Sağduyu Bilim ve KuşkuculukYüzyıllardır süregelen hakikat sorununun günümüze kadar olan süreçte geçirdiği
evrimlerin ve incelememizde de bolca kullandığımız üzere ödenen bedellerin neler olduğunu gördük. Bugün baktığımız yerden de bu savaşın bitmediğini ve doğru bilginin mümkünlüğü hakkında açıkça bir şey söyleyemediğimizi görüyoruz. Kolay da bitmeyecektir çünkü bilgi arayışının tamamlayıcısı kuşkudur. Her zaman ve her yerde (zamansal ve uzamsal)geçerli ve katiyen değişmeyecek olan bilgileri kabul etmemiz durumunda bilimin de hiçbir şey üretmediği sonucuna ulaşırız. Bu sonuç ise bilimi anlamsızlaştırır. Bilimsel gelişmeler mutlak bilginin olanaksızlığını her seferinde daha net göstermiştir. Karl Popper’ın yanlışlanabilirlik
ilkesinin de doğrulamanın bir alternatifi olarak düşünmekte bir sakınca görmüyorum. Çünkü yanlışlamanın da aynı şekilde gerekçelendirilmesi gerektiği gibi yaptığı inanç ayrımı da tatmin edici değildir. Popper’ın düşüncesinin bilimde kullanılabileceği bir dönemde ortaya atılmış olması bizleri bir çok şeyden mahrum bırakabilirdi.
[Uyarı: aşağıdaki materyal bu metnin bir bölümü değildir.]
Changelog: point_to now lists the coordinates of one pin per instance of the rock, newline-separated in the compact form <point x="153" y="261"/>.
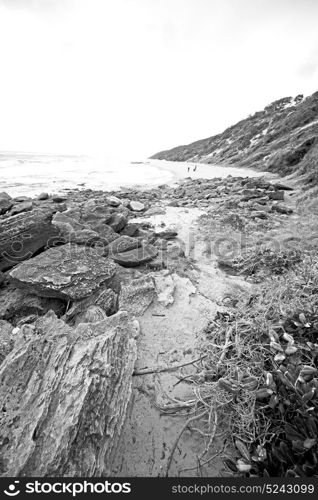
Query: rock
<point x="136" y="296"/>
<point x="15" y="304"/>
<point x="70" y="272"/>
<point x="71" y="231"/>
<point x="106" y="232"/>
<point x="21" y="199"/>
<point x="276" y="195"/>
<point x="282" y="209"/>
<point x="6" y="203"/>
<point x="25" y="206"/>
<point x="43" y="196"/>
<point x="261" y="201"/>
<point x="92" y="315"/>
<point x="104" y="298"/>
<point x="116" y="221"/>
<point x="284" y="187"/>
<point x="6" y="339"/>
<point x="113" y="201"/>
<point x="130" y="230"/>
<point x="168" y="234"/>
<point x="136" y="206"/>
<point x="59" y="198"/>
<point x="66" y="393"/>
<point x="165" y="289"/>
<point x="154" y="211"/>
<point x="24" y="234"/>
<point x="248" y="194"/>
<point x="136" y="257"/>
<point x="122" y="244"/>
<point x="259" y="214"/>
Onlarca doğrulayıcının bulunduğu bir kuramın tek bir yanlışlama ile çöpe atılması fikri bizleri bir adım öteye götüremezdi.
Üstelik kuşkucunun belirttiği sonsuz geri gidiş yanlışlanabilirlik ilkesi için de geçerlidir. Kuramı yanlışlayan gerekçenin açıklanması, açıklanırken yapılan açıklamanın da yine açıklanması gerekmektedir. Mantık için hiçbir şeyin doğrulanmasının mümkün olmadığını gördük. Aynı nedenler yanlışlama içinde geçerlidir.Bir kuramın doğru olup olmadığının bilinemeyeceğini savunan Popper, kuramların ancak biçimsel açıdan sınanabileceğini düşünüyordu. Biçimsel mantığa dayanılarak herhangi bir önermenin kesin olarak kanıtlanmasının ya da çürütülmesinin olanaklı olmadığını kabul ediyordu. Bu sorunu yöntemsel bir kararla ve inanç yardımıyla çözme kararı verdi. Bunun ne kadar tatmin edici olduğu ortadadır. Newton yasaları bugün hala kullanılmaktadır ve Popper’ın gözlükleriyle baktığımızda Newton’ın çoktan çöpe atılması gerekirdi. Yani yanlışlanabilirlik pratikte çok da işe yarar bir yöntem değildir. Kısaca özetlemek gerekirse bu sonuç Popperci değildir ve düşünceleri aynı görüşü paylaşanlar tarafından revize edilmelidir çünkü yanlışlanabilirlik ilkesiyle elbette bir çok şeyin anlaşılabilir fakat tek ve kesin bilimsel bir yöntem olarak düşünülemez.